Btw, I once had a job where I had to work Sunday and I hated that…but it was not retail, so no commerce took place.
I’m sorry but I fail to see why its wrong to go to a movie on Sunday. I have done so with my family a number of times and I also work retail and that means I work on Sundays sometimes along with doing homework for college.
The problem, if there is/were one, is not with watching a movie on Sunday (or paying to do the same), but instead with exploiting others’ lack of rest on Sunday in order to secure one’s own. If someone really needs the income and an/or an employer insists on Sunday hours as part of the overall agreement, it’s alright for them to work on Sunday, but we should try to avoid contributing to that coercive dynamic if we can.
CCC 2187 Sanctifying Sundays and holy days requires a common effort. Every Christian should avoid making unnecessary demands on others that would hinder them from observing the Lord’s Day. Traditional activities (sport, restaurants, etc.), and social necessities (public services, etc.), require some people to work on Sundays, but everyone should still take care to set aside sufficient time for leisure. With temperance and charity the faithful will see to it that they avoid the excesses and violence sometimes associated with popular leisure activities. In spite of economic constraints, public authorities should ensure citizens a time intended for rest and divine worship. Employers have a similar obligation toward their employees.
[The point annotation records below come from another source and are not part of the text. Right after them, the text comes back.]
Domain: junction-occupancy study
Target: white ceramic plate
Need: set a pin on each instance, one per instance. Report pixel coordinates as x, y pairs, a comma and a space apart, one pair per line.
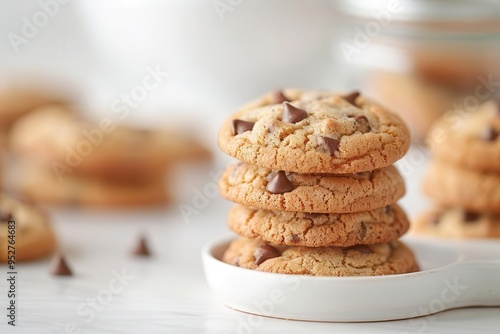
453, 275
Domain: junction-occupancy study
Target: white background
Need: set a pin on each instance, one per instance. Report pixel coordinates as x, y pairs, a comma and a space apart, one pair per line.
99, 49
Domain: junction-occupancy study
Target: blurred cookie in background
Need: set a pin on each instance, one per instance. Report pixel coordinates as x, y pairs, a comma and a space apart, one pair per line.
469, 139
34, 237
43, 186
464, 175
457, 223
56, 137
65, 160
417, 100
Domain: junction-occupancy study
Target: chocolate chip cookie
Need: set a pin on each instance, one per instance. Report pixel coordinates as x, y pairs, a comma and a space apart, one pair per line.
42, 186
317, 229
278, 190
454, 186
361, 260
469, 139
457, 223
314, 132
34, 238
59, 139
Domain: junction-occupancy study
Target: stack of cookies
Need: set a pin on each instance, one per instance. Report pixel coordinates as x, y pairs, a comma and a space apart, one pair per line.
464, 176
68, 161
316, 189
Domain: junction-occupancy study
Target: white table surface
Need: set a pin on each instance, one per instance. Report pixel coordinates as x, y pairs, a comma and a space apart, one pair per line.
168, 293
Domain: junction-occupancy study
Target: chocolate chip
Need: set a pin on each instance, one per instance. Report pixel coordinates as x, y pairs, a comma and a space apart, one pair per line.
489, 134
351, 98
312, 215
60, 267
280, 184
470, 217
360, 248
330, 144
279, 97
292, 114
142, 248
362, 232
5, 216
264, 253
240, 126
292, 238
363, 123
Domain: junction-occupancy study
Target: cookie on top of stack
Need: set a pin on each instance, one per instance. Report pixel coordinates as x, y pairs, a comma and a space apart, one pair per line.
316, 191
464, 176
65, 160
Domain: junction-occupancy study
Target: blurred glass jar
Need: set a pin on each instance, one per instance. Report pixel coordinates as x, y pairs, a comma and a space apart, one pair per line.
421, 58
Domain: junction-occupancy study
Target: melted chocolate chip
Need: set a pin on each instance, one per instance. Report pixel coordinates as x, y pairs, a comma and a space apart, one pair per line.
240, 126
292, 114
60, 267
292, 238
470, 217
389, 210
360, 248
489, 134
351, 97
331, 144
5, 216
142, 248
362, 232
279, 97
264, 253
280, 184
363, 123
312, 215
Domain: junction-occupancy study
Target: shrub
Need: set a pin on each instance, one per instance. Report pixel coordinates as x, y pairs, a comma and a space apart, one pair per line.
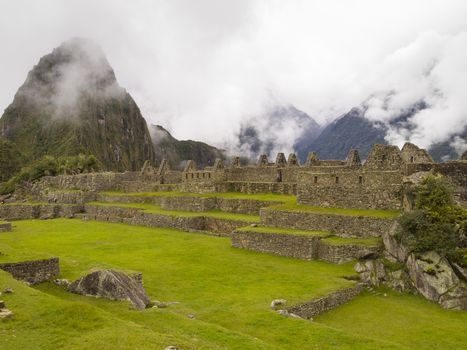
10, 159
50, 166
437, 223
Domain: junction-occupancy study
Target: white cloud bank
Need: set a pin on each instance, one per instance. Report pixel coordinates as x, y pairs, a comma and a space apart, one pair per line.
202, 67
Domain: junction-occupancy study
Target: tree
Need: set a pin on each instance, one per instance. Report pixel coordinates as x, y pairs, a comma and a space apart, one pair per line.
437, 223
10, 160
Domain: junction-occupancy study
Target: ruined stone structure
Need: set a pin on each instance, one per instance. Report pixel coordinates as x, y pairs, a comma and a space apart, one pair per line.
318, 306
5, 226
190, 205
306, 247
34, 271
373, 184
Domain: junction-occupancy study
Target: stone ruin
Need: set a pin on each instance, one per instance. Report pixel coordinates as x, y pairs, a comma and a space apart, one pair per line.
376, 183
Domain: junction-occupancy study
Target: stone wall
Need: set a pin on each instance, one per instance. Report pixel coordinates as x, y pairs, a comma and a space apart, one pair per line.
318, 306
342, 253
223, 227
135, 216
294, 246
341, 225
34, 271
350, 188
193, 204
239, 206
5, 226
259, 187
306, 247
65, 196
38, 211
98, 182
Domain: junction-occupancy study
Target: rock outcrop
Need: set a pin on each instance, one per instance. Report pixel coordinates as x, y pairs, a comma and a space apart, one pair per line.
428, 273
435, 279
113, 285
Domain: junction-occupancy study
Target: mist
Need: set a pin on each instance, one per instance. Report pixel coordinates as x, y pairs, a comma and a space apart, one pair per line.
202, 69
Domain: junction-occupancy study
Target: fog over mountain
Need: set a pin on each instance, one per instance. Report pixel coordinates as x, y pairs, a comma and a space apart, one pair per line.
207, 69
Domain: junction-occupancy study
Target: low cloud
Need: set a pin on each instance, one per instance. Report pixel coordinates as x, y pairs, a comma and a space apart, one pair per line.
431, 70
203, 69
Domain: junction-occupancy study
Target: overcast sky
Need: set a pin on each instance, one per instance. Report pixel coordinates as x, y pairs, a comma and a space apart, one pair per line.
200, 67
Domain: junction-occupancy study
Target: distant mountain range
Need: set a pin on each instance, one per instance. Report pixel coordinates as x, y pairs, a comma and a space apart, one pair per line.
71, 103
176, 152
354, 131
288, 127
279, 129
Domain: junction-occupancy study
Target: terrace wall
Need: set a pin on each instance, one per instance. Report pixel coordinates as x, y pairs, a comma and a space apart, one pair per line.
350, 188
298, 246
135, 216
38, 211
5, 226
318, 306
341, 225
34, 271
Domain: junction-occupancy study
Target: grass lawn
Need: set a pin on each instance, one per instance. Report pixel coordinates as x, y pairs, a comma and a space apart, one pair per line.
233, 195
153, 208
284, 231
228, 290
337, 211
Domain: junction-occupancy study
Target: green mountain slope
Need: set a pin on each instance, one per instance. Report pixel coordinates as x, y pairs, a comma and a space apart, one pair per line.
71, 103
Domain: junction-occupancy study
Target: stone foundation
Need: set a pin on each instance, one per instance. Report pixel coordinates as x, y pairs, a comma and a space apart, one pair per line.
331, 301
38, 211
5, 226
306, 247
194, 204
135, 216
341, 225
34, 271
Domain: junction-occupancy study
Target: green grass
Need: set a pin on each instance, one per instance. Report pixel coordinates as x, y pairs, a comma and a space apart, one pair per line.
335, 240
285, 231
233, 195
229, 291
405, 318
156, 209
337, 211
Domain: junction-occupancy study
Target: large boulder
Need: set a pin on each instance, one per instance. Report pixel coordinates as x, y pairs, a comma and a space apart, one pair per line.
113, 285
393, 246
435, 279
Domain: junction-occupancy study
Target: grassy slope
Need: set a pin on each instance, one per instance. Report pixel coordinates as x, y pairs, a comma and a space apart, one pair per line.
153, 208
228, 290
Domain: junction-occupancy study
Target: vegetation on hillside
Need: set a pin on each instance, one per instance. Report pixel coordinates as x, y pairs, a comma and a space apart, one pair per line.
437, 223
10, 159
49, 166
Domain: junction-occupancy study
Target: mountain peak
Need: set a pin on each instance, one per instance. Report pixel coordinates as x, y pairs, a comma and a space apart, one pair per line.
71, 103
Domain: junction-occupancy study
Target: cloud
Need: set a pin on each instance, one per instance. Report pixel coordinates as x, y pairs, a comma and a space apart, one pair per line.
203, 68
431, 69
2188 In respecting religious liberty and the common good of all, Christians should seek recognition of Sundays and the Church’s holy days as legal holidays. They have to give everyone a public example of prayer, respect, and joy and defend their traditions as a precious contribution to the spiritual life of society. If a country’s legislation or other reasons require work on Sunday, the day should nevertheless be lived as the day of our deliverance which lets us share in this “festal gathering,” this “assembly of the firstborn who are enrolled in heaven.”
So what the Church is telling us is that we can in fact make demands upon others for Sunday work if there is sufficiently good reason to, but that apart from that necessity we should avoid it. We should even go so far as to try to close down the normal grind of public life by enforcing Sundays as legal holidays. I think it perfectly reasonable to say this precludes the rationalization that “they’re going to be open for business anyway” - sure they will, if everyone is equally fatalistic, but the only reason they choose to open on Sundays is because they think demand will make it profitable, so if Christians really took Sunday seriously that demand would disappear.
Even with this default position of not demanding work on Sundays, though, the Church does vaguely gesture at certain forms of business that serve the Sunday rest of others - “Traditional activities (sport, restaurants, etc.)” - and here because the list is not exhaustive we are left to our own best judgment of what falls into that category. It seems reasonable to me to conclude that patronizing restaurants does not violate the general rule against placing demands on others, then neither would patronizing movie theaters or many other recreational/entertainment-oriented businesses.